69. The aforementioned YAP / TAZ-TEAD activation-mediated disorders include acoustic neuroma, acute leukemia, acute lymphoblastic leukemia, acute myeloid leukemia (monocytic, myeloblastic, adenocarcinoma, angiosarcoma, astrocytoma, myelomonocytic and promyelocytic), acute T-cell leukemia, basal cell carcinoma, cholangiocarcinoma, bronchogenic carcinoma, chondrosarcoma, chordoma, choriocarcinoma, chronic leukemia, chronic lymphocytic leukemia, chronic myeloid (granulocytic) leukemia, chronic myeloid leukemia, colorectal cancer, craniopharyngioma, cystadenocarcinoma, Diffuse large B-cell lymphoma, abnormal proliferation (dysplasia and degeneration), embryonal carcinoma, endometrial cancer, endometrial sarcoma, ependymoma, epithelial carcinoma, erythroleukemia, esophageal cancer, estrogen receptor-positive breast cancer, essential thrombocythemia, Ewing's tumor, fibrosarcoma, follicular lymphoma, germ cell testicular cancer, glioma, gliablastoma, gliosarcoma, heavy chain disease, hemangioblastoma, liver cancer, hepatocellular carcinoma, hormone-insensitive prostate cancer, leiomyosarcoma, leukemia, liposarcoma, re-lymphatic Endoplasma sarcoma, lymphangiosarcoma, lymphoblastic leukemia, lymphoma (Hodgkin lymphoma and non-Hodgkin lymphoma), malignant tumors and hyperproliferative disorders of the bladder, breast, colon, lung, ovary, pancreas, prostate, skin and uterus, lymphoid malignancies of T-cell or B-cell origin, medullary carcinoma, medulloblastoma, melanoma, meningioma, mesothelioma, multiple myeloma, myeloid leukemia, myeloma, myxosarcoma, neuroblastoma, NUT midline carcinoma (NMC), non-small cell lung cancer, oligodendroglioma, A compound according to claim 66, selected from oral cancer, osteosarcoma of osteogenic origin, papillary adenocarcinoma, papillary carcinoma, pineal gland tumor, polycythemia vera, rectal cancer, renal cell carcinoma, retinoblastoma, rhabdomyosarcoma, sarcoma, sebaceous carcinoma, seminomas, small cell lung cancer, solid tumors (carcinomas and sarcomas), small cell lung cancer, gastric cancer, squamous cell carcinoma, synoviomas, sweat gland carcinoma, thyroid cancer, Waldenström macroglobulinemia, testicular tumor, uterine cancer, and Wilms' tumor, or a pharmaceutical composition according to claim 66.

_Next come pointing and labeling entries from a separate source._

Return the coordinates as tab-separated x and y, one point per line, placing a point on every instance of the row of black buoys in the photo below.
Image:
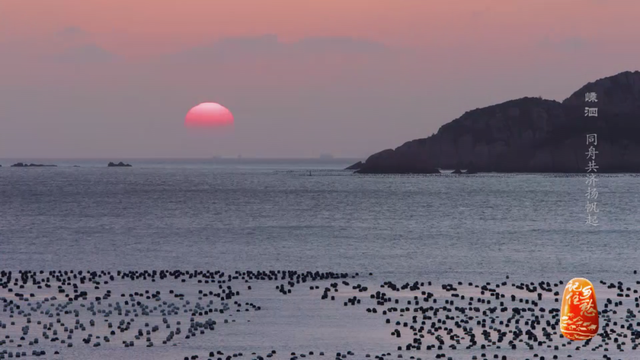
497	319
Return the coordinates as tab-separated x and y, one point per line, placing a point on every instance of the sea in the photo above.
309	215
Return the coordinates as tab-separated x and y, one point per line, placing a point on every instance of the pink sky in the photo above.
114	78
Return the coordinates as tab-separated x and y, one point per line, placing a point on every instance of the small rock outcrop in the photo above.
120	164
531	135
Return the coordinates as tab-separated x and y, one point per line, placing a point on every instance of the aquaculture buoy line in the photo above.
48	313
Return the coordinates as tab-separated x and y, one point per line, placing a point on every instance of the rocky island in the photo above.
120	164
530	135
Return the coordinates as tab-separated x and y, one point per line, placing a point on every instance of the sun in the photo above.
208	114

70. A method for the prevention or treatment of YAP / TAZ-TEAD activation-mediated disorder in an animal, mammal, or human, comprising administering an effective amount of a compound according to any one of claims 1 to 63 to the animal, mammal, or human in need of such prevention or treatment.

71. A method for treating or preventing YAP / TAZ-TEAD activation-mediated disorder according to claim 70, further comprising administering one or more additional pharmaceuticals selected from the group consisting of EGFR inhibitors, MEK inhibitors, AXL inhibitors, B-RAF inhibitors, and RAS inhibitors.